Tuesday 20 January 2009

Eyes Wide Shut, Role Models...and Kubrick...

So here we are, post #251, and as I've not blogged for a bit I thought I'd pimp up some quick thoughts on a couple of recently viewed flicks.

Role Models - the lads and I originally went to see The Spirit, but our nearest cinema is having some odd problems with the film, or probably the theatre in which it is being screened. So it was only around for about a week and a half, and since then it's not been around - hopefully they'll fix whatever the stupid problem is and put it back on screen so we can go and see it.

As a result we checked out Role Models instead, which was on our to-see-list anyway. All pretty good fun, chuckles were had, and like many films of its ilk, when the third act kicks in so the plot can be resolved, the humour tails off a bit - but I've seen far worse comedies in my time, and it's good for a laugh with the lads, and certainly worthwhile seeing if you're a fan of Paul Rudd's style - who delivered some of the guffiest of guffaws in the movie.


Now, I've been in a bit of a Kubrick phase for the past several days as I snapped up the 10-disc Stanley Kubrick box set (2001, A Clockwork Orange, The Shining, Full Metal Jacket, Eyes Wide Shut, plus Stanley Kubrick: A Life In Pictures - and all the copious extra features).

I'd never seen Eyes Wide Shut, I'd only seen snippets of it on Sky last year at most. I just never got around to it I guess, so here we are almost 10 years after it came out (and indeed almost 10 years since Kubrick's far-too-early death), and I finally checked it out thanks to this superb 10-disc box set.

I hadn't watched a Kubrick film all the way through in a fair while (there's just so many movies out there to see), but I'd been very strongly into Kubrick in my GCSE and A-Level years, and then I got distracted by many other films throughout my time at university - although I still found time to fit in a comparison between Saving Private Ryan and Full Metal Jacket - in terms of how each film showed us war. The former shows us warfare from a soldier's eye view, meanwhile the latter shows us warfare from a filmmaker's eye view.

But anyway, the point being, I realised it had been quite some time since I really indulged in some Kubrick - and with this box set, I finally got to see Eyes Wide Shut - which alerted me to the fact that I'd forgotten how sumptuous filmmaking could be. The meticulous attention to detail, the measured feel throughout, the slow but steady pacing and that deeper-something, which only comes out after a myriad of takes.

The lighting in itself was superb, but then the whole film was pretty damn great too. It's an intriguing film, and I just get the feeling that perhaps it needed a few years to mature to really show what it's made of. If memory serves it had a mixed reception, or was considered "unfinished" (even though this was not the case in actuality).

So indeed - it has stuck with me since seeing it.

It really is a great thing, this box set business, you can really indulge in whatever it is you have chosen - in this case the later works of Kubrick with lashings of the old ... extra features. It's great to rediscover these films all over again - and indeed 2001, which I'd only seen once before many years ago, has been particularly lodged in my brain since I watched it on this DVD set.

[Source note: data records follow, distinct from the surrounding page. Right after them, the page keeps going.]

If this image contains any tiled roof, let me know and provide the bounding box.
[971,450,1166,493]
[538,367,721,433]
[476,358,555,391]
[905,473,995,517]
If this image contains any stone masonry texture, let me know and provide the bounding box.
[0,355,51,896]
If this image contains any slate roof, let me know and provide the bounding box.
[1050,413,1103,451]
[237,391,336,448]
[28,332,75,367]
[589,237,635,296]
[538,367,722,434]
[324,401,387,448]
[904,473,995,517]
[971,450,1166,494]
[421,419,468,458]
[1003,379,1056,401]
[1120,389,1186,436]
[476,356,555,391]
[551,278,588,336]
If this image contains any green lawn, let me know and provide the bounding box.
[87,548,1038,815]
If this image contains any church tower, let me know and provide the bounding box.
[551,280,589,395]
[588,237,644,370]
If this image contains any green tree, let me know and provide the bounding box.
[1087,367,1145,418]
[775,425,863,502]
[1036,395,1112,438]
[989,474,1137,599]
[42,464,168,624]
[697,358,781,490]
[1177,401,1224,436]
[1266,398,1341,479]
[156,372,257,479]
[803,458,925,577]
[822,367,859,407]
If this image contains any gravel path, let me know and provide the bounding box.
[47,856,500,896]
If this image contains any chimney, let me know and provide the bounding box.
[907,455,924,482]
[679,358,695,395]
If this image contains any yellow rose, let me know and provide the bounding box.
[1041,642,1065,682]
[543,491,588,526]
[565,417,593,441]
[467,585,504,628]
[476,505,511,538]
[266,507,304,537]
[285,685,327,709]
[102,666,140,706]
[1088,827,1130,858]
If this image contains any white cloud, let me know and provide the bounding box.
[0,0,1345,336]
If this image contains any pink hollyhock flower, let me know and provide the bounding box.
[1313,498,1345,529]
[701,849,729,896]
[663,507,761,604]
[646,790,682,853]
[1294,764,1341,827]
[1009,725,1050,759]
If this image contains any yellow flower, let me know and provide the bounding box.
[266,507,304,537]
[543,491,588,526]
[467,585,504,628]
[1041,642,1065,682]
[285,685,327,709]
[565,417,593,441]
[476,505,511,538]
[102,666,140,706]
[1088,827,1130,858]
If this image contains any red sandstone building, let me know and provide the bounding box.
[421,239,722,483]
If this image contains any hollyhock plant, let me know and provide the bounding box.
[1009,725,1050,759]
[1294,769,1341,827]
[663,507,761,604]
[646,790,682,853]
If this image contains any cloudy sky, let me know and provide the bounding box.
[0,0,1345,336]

Last night I re-watched A Clockwork Orange, for the first time in a good few years, indeed it was the film of my final year in GCSE - it even became the focus of my final piece for my 2-D Art course (I still have the painting itself, in all its youthful obsession, covered up in the garage). It really took me back to that time - the film itself had only just been re-released in the UK, following Kubrick's death, and I subsequently dived into the world of the film - I saw the film, listened to the soundtrack, and read the book. I will point out that the obsession wasn't with the violence on show - indeed the violence is only a small part of the film (a bigger part in the book) - I guess it was really just the film that captured my imagination at that time when I was 15/16 years old.

Next up - re-watching The Shining for the first time in, yep, a good few years. Then obviously, Full Metal Jacket (which seems to have an interesting line-up for the commentary).

Alright, I've rambled on long enough - this has really become a post that's like a sandwich - Role Models is a sliver of meat wedged between two chunks of really thick-cut Kubrick bread, hehe.